Аз, буки, веди, глаголь… Добро…
Как думаете, поможет? Или нужны совсем иные средства?
Вместо эпилога
(Интервью для фэнклуба журнала «Питербук»)
— В последние годы вы пишете все меньше и меньше, публикуетесь все реже и реже. Не боитесь, что читатель, особенно молодой, вас забудет?
— Более всего на свете всякий человек боится смерти. И совершенно правильно боится — ничего хорошего в ней нет. Но даже если он только тем и будет заниматься, что ее бояться, это лишь отравит ему жизнь, но ничего не поделает со смертью. Все там будем.
В последние годы я больше занимаюсь наукой, мне это сейчас оказалось интереснее, приносит больше удовлетворения. В одном из интервью я уже говорил, что в науке сейчас, при всем ее бедственном положении, еще сохранилась возможность для серьезных высказываний.
Честно говоря, по-настоящему меня ужасает только то, что в сутках становится все меньше часов, в месяцах — все меньше дней, а в годах — все меньше месяцев.
— Вопрос как к одному из тех, кто донес до отечественного читателя произведения Хольма ван Зайчика: жив ли этот проект, есть ли у него перспективы? Ведь у великого еврокитайского гуманиста в России до сих пор масса поклонников…

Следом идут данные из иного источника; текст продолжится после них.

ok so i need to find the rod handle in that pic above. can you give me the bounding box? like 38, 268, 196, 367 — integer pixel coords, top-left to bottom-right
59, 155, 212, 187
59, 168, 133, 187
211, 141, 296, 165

— То, что книги ван Зайчика перестали переиздаваться, как нельзя лучше характеризует коммерческие его перспективы и любовь к нему его поклонников. Я не хочу их как-то обидеть, Боже упаси — просто, видимо, их множество оказалось, или мало-помалу сделалось, относительно немногочисленным. Карусель потребления засасывает, и фраза Богдана «Я бы мог, конечно, зарабатывать больше, но тогда у меня не было бы времени по весне выезжать за город и до самых сумерек слушать, как тает снег», видимо, уже не находит отклика даже у самых приличных людей. Еще восемь лет назад было иначе.